RUSH: Here’s Obama on a Chicago FM radio station in 2001. The interviewer says, ‘Joined by Barack Obama, Illinois state senator, 13th District, senior lecturer at a law school, University of Chicago.’ And in this bite, Obama discusses redistribution of wealth and how the Supreme Court’s never gotten into it.
OBAMA: If you look at the victories and failures of the civil rights movement and its litigation strategy in the court, I think where it succeeded was to vest formal rights in previously dispossessed peoples so that I would now have the right to vote, I would now be able to sit at a lunch counter and order and as long as I could pay for it I’d be okay. But the Supreme Court never ventured into the issues of redistribution of wealth and sort of more basic issues of political and economic justice in this society.
BREAK TRANSCRIPT
RUSH: I want to conclude this discussion here of the procedure we should take in dealing with the nomination of Sonia Sotomayor to the United States Supreme Court. And remember, now, my theory here is that she needs to be opposed on substance. She’s not qualified. If she takes the oath of office she’s gonna break it the minute she takes it because she doesn’t view the law the way the oath of office for Supreme Court justice is written, by her own admission, in her own words. All this empathy talk is simply code word for letting justices write laws from the bench. The purpose of opposing Sonia Sotomayor is not to stop her because it can’t be done. The purpose of opposing Sonia Sotomayor is to explain to the American people who Barack Obama is. We go back to his 2001 interview on Chicago radio and this is Obama discussing the Warren Court, the Earl Warren Supreme Court is not radical enough.

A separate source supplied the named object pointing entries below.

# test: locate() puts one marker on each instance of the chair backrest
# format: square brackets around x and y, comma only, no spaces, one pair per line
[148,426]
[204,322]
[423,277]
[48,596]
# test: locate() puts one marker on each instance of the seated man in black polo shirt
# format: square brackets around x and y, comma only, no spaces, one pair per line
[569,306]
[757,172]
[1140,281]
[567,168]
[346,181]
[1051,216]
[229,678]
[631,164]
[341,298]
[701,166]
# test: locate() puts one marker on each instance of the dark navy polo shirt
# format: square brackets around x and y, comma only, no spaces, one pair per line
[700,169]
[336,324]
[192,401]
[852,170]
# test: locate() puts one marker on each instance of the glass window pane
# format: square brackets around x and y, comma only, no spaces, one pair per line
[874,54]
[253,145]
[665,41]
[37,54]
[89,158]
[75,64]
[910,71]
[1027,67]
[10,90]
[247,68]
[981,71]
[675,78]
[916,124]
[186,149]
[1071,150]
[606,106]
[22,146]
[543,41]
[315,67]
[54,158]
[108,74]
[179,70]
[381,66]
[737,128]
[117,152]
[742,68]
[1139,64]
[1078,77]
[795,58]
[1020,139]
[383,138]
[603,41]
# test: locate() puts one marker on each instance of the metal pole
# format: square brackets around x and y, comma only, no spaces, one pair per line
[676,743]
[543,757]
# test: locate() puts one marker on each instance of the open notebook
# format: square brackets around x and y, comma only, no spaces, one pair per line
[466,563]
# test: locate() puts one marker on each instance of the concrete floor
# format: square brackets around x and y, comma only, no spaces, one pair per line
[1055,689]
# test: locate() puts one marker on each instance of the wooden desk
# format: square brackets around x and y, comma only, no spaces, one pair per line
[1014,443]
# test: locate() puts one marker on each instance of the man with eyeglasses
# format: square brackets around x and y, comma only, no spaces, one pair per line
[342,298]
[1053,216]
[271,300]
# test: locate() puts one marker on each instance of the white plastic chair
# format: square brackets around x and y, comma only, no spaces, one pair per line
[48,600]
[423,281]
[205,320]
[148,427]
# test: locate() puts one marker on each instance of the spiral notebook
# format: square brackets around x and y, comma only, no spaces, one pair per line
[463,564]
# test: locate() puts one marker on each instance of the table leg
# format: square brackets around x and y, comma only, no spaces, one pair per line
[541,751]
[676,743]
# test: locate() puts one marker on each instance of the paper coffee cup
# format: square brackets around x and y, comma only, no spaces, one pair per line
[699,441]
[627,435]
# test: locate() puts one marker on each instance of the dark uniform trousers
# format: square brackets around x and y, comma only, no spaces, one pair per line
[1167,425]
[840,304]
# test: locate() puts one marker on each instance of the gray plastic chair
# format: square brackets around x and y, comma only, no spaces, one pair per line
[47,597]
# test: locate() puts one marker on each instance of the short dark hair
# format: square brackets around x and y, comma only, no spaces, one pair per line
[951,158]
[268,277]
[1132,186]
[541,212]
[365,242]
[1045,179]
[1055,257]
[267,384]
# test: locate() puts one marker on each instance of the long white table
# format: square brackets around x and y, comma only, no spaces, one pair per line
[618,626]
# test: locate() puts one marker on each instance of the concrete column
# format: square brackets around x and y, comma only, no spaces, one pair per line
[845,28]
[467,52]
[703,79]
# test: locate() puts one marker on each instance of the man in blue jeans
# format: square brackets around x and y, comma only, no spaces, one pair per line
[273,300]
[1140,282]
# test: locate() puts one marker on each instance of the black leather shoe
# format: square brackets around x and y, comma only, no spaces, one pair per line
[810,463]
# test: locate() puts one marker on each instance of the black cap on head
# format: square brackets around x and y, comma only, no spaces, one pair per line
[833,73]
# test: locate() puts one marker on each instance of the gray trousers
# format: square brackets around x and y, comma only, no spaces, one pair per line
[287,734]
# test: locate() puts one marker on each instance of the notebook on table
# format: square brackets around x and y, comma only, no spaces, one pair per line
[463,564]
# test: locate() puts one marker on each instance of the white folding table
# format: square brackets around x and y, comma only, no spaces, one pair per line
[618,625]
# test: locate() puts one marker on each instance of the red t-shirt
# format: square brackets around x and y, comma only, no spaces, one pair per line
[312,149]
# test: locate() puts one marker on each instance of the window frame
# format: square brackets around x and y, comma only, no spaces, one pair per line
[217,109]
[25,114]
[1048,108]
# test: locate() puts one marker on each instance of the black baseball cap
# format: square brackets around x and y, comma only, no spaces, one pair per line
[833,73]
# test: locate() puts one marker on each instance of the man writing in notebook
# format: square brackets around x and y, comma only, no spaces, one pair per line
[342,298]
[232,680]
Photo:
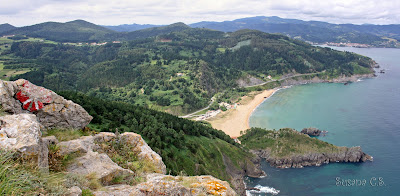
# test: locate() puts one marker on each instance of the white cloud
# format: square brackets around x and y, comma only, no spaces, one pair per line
[105,12]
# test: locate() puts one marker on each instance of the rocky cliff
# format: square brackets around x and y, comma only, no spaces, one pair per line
[52,110]
[353,154]
[314,79]
[289,148]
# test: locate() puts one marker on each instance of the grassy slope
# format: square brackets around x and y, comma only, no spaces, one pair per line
[285,142]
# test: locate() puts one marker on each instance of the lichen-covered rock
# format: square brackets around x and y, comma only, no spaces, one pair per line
[74,191]
[82,145]
[7,92]
[144,151]
[21,132]
[119,190]
[158,184]
[52,110]
[99,164]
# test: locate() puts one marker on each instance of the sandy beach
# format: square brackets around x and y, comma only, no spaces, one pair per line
[235,120]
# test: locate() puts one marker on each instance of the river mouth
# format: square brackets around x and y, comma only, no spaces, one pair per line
[364,113]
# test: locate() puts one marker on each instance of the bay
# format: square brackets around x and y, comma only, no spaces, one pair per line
[365,113]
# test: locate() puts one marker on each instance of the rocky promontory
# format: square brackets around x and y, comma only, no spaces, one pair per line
[311,131]
[288,148]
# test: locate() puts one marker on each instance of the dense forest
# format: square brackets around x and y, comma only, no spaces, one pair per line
[177,72]
[185,146]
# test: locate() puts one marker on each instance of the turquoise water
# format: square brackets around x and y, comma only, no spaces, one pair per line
[365,114]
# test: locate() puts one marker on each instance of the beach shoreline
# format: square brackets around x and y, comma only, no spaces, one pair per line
[233,121]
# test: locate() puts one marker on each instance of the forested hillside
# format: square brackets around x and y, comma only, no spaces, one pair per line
[186,147]
[314,31]
[177,71]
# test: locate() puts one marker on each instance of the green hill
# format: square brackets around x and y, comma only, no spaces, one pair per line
[74,31]
[314,31]
[145,71]
[6,27]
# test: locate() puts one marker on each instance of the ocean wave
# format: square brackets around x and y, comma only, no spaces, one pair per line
[263,189]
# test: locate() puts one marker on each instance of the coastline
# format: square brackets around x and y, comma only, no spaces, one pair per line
[235,120]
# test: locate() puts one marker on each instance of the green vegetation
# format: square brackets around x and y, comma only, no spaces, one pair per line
[284,142]
[18,177]
[184,145]
[178,70]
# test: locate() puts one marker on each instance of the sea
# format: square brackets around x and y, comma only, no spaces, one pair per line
[365,113]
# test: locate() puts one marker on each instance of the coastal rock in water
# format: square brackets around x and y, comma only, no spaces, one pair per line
[143,150]
[158,184]
[100,165]
[311,131]
[21,132]
[82,145]
[353,154]
[52,110]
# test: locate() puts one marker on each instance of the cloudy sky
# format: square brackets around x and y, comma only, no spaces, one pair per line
[115,12]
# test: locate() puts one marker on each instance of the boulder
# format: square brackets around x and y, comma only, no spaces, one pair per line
[99,164]
[7,92]
[74,191]
[159,184]
[144,151]
[21,132]
[52,110]
[82,145]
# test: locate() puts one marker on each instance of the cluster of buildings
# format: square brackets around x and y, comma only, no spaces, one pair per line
[7,36]
[341,44]
[212,113]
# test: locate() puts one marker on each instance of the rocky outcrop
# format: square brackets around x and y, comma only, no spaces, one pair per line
[353,154]
[52,110]
[20,132]
[311,131]
[99,164]
[252,169]
[90,143]
[158,184]
[143,150]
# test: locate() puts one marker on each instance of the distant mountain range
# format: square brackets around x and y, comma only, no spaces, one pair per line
[6,27]
[313,31]
[131,27]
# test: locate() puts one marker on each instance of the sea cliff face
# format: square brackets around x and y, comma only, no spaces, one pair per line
[289,148]
[351,155]
[308,80]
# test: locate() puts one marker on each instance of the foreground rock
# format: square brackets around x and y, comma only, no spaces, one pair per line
[158,184]
[311,131]
[52,110]
[22,133]
[100,165]
[144,151]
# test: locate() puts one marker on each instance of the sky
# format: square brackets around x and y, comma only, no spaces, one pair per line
[161,12]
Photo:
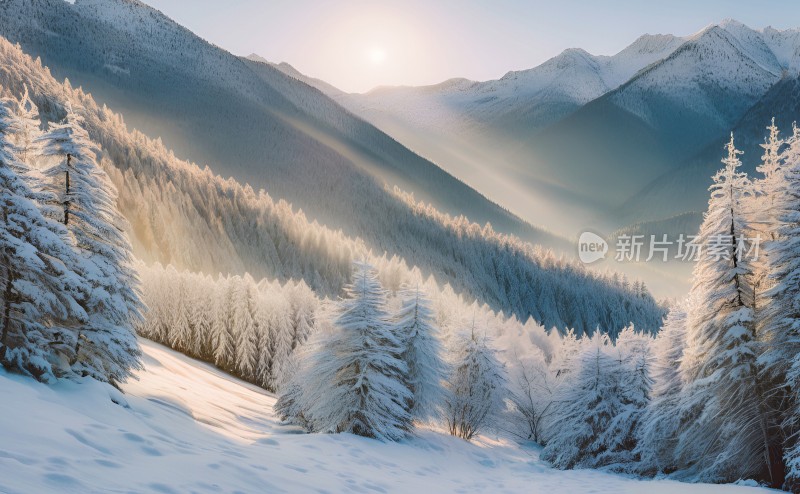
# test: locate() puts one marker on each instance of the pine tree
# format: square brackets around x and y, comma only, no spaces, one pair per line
[356,378]
[658,428]
[261,318]
[181,334]
[281,341]
[27,129]
[422,354]
[39,291]
[587,409]
[222,337]
[532,393]
[476,389]
[724,431]
[780,325]
[632,351]
[244,327]
[106,348]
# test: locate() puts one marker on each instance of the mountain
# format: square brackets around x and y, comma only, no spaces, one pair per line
[474,129]
[192,218]
[585,140]
[246,119]
[287,69]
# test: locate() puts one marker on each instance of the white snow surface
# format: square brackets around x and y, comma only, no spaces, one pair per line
[187,427]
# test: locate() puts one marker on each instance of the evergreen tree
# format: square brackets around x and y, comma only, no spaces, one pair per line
[181,334]
[780,324]
[587,409]
[244,328]
[476,388]
[657,431]
[222,338]
[39,291]
[724,433]
[356,377]
[422,354]
[106,348]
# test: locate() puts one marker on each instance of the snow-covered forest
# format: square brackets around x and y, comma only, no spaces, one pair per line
[428,325]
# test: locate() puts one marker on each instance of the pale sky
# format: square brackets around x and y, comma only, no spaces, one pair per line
[358,44]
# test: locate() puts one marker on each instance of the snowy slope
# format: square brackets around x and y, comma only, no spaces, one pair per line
[244,119]
[185,427]
[526,138]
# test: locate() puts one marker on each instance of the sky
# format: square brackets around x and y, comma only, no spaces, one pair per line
[358,44]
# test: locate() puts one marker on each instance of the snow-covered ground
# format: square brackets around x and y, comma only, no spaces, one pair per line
[186,427]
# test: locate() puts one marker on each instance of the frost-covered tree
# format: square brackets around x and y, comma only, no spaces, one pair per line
[587,407]
[27,128]
[632,351]
[356,377]
[422,354]
[282,332]
[244,328]
[106,348]
[724,432]
[780,325]
[477,386]
[38,289]
[261,319]
[181,334]
[657,431]
[532,390]
[222,337]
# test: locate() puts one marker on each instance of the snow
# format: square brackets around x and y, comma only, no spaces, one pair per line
[186,427]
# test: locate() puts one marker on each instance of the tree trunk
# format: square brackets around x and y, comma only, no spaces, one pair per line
[66,196]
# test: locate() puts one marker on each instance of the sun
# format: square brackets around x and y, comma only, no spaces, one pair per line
[376,55]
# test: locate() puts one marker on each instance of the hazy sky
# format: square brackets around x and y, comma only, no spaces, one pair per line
[357,45]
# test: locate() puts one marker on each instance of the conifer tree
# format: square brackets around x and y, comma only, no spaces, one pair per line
[106,348]
[38,289]
[476,388]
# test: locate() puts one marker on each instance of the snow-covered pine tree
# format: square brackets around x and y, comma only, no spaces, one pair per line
[222,337]
[302,302]
[281,333]
[422,354]
[532,391]
[38,289]
[587,407]
[106,348]
[657,431]
[244,328]
[27,129]
[780,325]
[355,377]
[632,350]
[201,293]
[261,319]
[477,388]
[181,333]
[724,430]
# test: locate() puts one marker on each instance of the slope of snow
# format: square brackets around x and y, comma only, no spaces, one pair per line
[186,427]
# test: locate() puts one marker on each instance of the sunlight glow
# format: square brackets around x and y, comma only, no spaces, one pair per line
[377,55]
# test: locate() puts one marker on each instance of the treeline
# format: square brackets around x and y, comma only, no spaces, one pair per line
[186,216]
[378,369]
[69,295]
[246,328]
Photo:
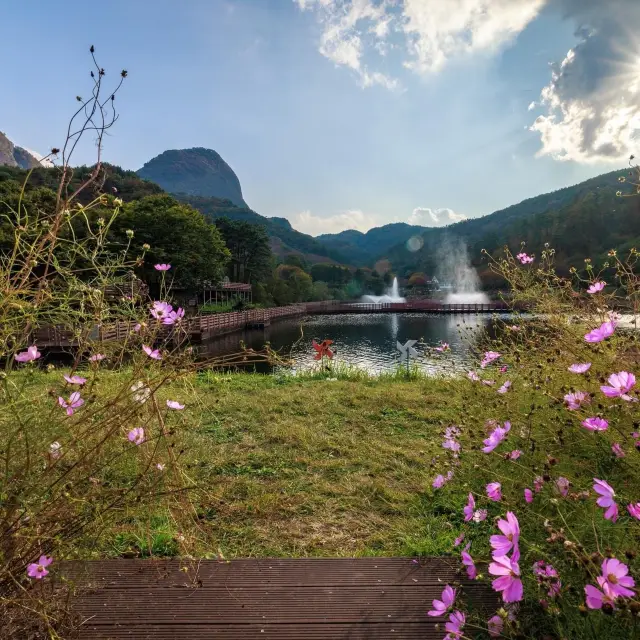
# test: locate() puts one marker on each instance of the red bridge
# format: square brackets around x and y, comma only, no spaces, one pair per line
[205,327]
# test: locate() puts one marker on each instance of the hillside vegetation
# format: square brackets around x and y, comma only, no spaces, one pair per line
[582,221]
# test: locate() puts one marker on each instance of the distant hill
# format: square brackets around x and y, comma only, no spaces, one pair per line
[284,238]
[365,248]
[114,181]
[14,156]
[195,172]
[584,220]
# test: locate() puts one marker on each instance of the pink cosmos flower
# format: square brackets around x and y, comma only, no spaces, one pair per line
[452,431]
[468,510]
[495,625]
[604,331]
[634,510]
[524,258]
[152,353]
[617,450]
[489,357]
[494,491]
[440,607]
[595,424]
[596,598]
[439,481]
[597,286]
[38,570]
[451,444]
[160,309]
[508,582]
[580,367]
[55,450]
[467,561]
[563,486]
[136,435]
[606,499]
[174,317]
[30,354]
[496,437]
[479,515]
[615,576]
[501,545]
[74,402]
[455,626]
[621,383]
[576,400]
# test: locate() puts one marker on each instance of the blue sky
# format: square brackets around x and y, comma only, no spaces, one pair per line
[344,113]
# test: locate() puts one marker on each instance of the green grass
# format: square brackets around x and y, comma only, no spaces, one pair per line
[305,466]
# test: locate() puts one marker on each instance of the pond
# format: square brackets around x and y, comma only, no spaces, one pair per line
[367,341]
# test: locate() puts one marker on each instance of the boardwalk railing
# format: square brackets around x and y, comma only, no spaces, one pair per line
[205,327]
[435,306]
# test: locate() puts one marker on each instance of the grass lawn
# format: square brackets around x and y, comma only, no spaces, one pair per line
[308,467]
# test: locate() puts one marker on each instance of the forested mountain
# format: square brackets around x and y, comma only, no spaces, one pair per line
[585,220]
[13,156]
[284,238]
[196,172]
[363,248]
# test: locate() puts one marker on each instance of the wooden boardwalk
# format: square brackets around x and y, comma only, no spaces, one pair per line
[206,327]
[302,599]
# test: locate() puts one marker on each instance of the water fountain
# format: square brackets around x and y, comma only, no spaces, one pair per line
[455,267]
[392,295]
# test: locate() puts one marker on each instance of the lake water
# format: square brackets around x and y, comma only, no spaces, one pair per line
[367,341]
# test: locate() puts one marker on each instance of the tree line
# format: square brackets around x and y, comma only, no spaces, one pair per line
[201,250]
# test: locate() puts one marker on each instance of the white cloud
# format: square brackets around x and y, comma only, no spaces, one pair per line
[428,217]
[438,31]
[314,225]
[434,31]
[593,99]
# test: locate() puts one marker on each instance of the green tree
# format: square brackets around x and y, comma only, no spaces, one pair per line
[178,235]
[320,291]
[248,244]
[296,260]
[297,282]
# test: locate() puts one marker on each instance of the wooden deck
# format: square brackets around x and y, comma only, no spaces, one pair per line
[206,327]
[305,599]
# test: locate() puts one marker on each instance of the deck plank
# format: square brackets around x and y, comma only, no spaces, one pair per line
[266,598]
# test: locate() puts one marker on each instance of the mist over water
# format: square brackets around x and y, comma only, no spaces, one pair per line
[454,267]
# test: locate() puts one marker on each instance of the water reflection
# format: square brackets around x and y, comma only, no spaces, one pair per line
[365,340]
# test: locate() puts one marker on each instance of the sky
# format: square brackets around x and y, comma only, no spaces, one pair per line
[341,114]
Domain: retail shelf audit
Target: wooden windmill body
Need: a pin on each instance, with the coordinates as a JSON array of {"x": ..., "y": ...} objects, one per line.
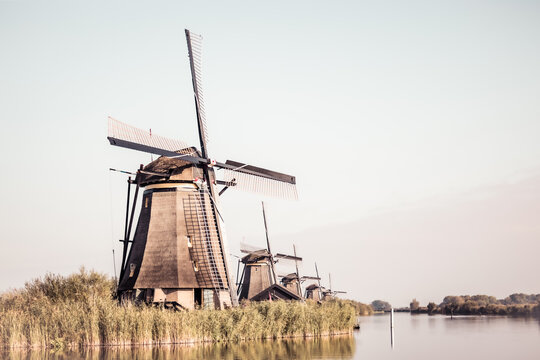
[{"x": 178, "y": 254}]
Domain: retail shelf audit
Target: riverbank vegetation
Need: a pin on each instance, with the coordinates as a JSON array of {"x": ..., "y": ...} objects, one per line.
[
  {"x": 79, "y": 310},
  {"x": 514, "y": 305}
]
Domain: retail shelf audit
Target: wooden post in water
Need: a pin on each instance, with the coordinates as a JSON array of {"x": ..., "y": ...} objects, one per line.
[{"x": 392, "y": 328}]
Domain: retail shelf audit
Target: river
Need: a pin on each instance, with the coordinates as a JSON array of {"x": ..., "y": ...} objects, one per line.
[{"x": 418, "y": 337}]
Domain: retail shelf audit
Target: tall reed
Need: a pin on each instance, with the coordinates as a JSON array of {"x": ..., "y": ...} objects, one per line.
[{"x": 78, "y": 310}]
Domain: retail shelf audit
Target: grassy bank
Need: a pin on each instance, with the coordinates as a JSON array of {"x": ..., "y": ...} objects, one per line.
[{"x": 78, "y": 310}]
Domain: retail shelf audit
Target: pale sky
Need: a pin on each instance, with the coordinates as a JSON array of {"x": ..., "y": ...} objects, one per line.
[{"x": 412, "y": 128}]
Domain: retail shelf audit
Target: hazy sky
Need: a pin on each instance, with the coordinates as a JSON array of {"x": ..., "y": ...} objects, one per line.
[{"x": 412, "y": 127}]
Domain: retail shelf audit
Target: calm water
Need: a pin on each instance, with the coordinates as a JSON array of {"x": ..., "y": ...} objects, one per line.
[{"x": 415, "y": 337}]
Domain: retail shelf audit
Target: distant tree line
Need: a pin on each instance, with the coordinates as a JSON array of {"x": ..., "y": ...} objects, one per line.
[{"x": 516, "y": 305}]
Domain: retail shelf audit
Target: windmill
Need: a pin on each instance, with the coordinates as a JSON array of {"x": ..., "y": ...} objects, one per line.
[
  {"x": 329, "y": 293},
  {"x": 259, "y": 280},
  {"x": 178, "y": 253},
  {"x": 293, "y": 281},
  {"x": 314, "y": 291}
]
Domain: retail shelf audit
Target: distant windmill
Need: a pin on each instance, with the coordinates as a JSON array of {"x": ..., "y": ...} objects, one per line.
[
  {"x": 259, "y": 280},
  {"x": 314, "y": 291},
  {"x": 329, "y": 293},
  {"x": 178, "y": 254},
  {"x": 293, "y": 281}
]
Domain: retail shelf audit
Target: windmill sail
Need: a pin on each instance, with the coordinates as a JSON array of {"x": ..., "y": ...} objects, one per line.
[
  {"x": 124, "y": 135},
  {"x": 258, "y": 180},
  {"x": 239, "y": 175},
  {"x": 195, "y": 61}
]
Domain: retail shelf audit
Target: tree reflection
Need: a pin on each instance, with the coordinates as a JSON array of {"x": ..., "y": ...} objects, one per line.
[{"x": 342, "y": 347}]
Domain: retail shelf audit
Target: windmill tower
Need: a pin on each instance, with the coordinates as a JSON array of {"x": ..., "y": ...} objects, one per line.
[
  {"x": 315, "y": 291},
  {"x": 259, "y": 280},
  {"x": 178, "y": 254}
]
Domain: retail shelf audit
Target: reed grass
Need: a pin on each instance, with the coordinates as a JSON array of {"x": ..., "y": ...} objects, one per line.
[{"x": 79, "y": 310}]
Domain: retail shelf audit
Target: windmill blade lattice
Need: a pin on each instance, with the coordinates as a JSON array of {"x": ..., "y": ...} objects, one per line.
[
  {"x": 120, "y": 132},
  {"x": 195, "y": 59},
  {"x": 258, "y": 183}
]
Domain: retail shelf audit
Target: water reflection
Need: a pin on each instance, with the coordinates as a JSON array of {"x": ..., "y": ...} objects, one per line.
[{"x": 341, "y": 347}]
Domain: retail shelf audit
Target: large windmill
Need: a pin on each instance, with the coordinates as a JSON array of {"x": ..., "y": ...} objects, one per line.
[{"x": 178, "y": 252}]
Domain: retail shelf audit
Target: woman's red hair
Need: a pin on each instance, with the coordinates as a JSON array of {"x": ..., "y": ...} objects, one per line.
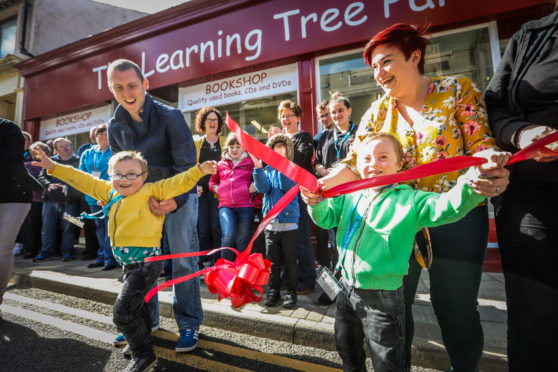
[{"x": 407, "y": 38}]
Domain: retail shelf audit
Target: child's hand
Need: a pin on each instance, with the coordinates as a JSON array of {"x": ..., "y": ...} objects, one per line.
[
  {"x": 44, "y": 160},
  {"x": 209, "y": 167},
  {"x": 273, "y": 130},
  {"x": 257, "y": 162},
  {"x": 309, "y": 197},
  {"x": 494, "y": 177}
]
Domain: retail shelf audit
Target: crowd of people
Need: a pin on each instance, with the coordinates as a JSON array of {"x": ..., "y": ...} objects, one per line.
[{"x": 148, "y": 155}]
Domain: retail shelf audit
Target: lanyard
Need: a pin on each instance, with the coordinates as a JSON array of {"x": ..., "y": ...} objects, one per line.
[
  {"x": 353, "y": 225},
  {"x": 335, "y": 143},
  {"x": 103, "y": 212},
  {"x": 100, "y": 156}
]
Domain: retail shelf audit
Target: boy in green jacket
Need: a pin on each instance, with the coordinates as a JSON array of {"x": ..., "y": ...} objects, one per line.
[
  {"x": 134, "y": 232},
  {"x": 376, "y": 231}
]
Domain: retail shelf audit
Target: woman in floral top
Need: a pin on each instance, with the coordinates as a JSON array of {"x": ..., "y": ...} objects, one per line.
[{"x": 434, "y": 118}]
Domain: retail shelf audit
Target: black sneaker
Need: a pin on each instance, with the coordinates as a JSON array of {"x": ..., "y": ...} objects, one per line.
[
  {"x": 325, "y": 300},
  {"x": 290, "y": 300},
  {"x": 110, "y": 267},
  {"x": 142, "y": 364},
  {"x": 272, "y": 298}
]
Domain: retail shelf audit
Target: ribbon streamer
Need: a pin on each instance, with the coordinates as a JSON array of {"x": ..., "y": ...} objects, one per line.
[{"x": 242, "y": 279}]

OBAMA: As radical as I think people try to characterize the Warren Court, it wasn’t that radical. It didn’t break free from the essential constraints that were placed by the Founding Fathers in the Constitution at least as its been interpreted and the Warren Court interpreted it in the same way, that generally the Constitution is a charter of negative liberties, says what the states can’t do to you, says what the federal government can’t do to you, but it doesn’t say what the federal government or the state government must do on your behalf, and that hasn’t shifted, and one of the tragedies of the civil rights movement was because the civil rights movement became so court focused, I think that there was a tendency to lose track of the political and community organizing and activities on the ground that are able to put together the actual coalitions of power through which you bring about redistributive change. And in some ways we still suffer from that.
The Constitution proscribes government on a lot of things that are for the benefit of the American people. But what this means to Obama is, when he says that the Constitution doesn’t say what the federal government can do on your behalf, means it doesn’t say that it can tax the rich at a higher rate and give the money to the poor. It doesn’t say that he can redistribute — in fact, the Constitution does not have Marxism in it. The Constitution doesn’t have socialism in it. And as such, Obama is constrained. The civil rights movement did not get as far as it shoulda gotten because it was so focused on the court rather than community organizing. Well, okay. Now the community organizer’s in the Oval Office and the community organizer is going to see to it that the court does his bidding. Hello, Sonia Sotomayor. This isn’t worth opposing simply ’cause she’s guaranteed? There’s going to be other Supreme Court nominations. There are going to be future elections. Are we going to just throw in the towel on those, too? Are we just going to assume that opposing anything Obama does because he’s a minority is going to anger voters and we’re cooked? Final sound bite. Obama and the Constitution as reflecting America’s fundamental flaw.
OBAMA: I think we can say that the Constitution reflected an enormous blind spot in this culture that carries on until this day and — and — and that the framers had that same blind spot. I — I don’t think the two views are contradictory to say that it was a remarkable political document that paved the way for where we are now and to say that it also reflected the fundamental flaw of this country that continues to this day.
RUSH: He of course is talking about slavery. By the way, it is these three sound bites that have led me to conclude that we have here an angry man with a chip on his shoulder, not some cool, calm, collected guy, but a cold, calculating, angry man who did hear what Jeremiah Wright said for 20 years while sitting in the pews of that church in Chicago. He did hear what Bill Ayers said about America. America’s unjust; it was constituted as unjust, and that unjustness permeates to this day. So now it’s time to change all that, and we’re going to change all that by desecrating the Constitution, hence Sonia Sotomayor. The fact that she pays no attention to the law is perfect. The fact that she uses empathy, the fact that she is a racist and a bigot is perfect because, in Obama’s world, it’s permitted to be a racist and bigot if you’re a minority because you have been discriminated against since the founding of the country, and it’s about time that that was made right. That’s what all of this is about. That’s what all of his administration and his presidency is about, returning the nation’s wealth to its rightful owners.
This needs to be pointed out to the American people, and it can be pointed out in the scope of confirmation hearings on Sonia Sotomayor. Don’t have to go after her for being Hispanic. Nobody is suggesting that. Don’t go after her for being a woman. No fool is saying that.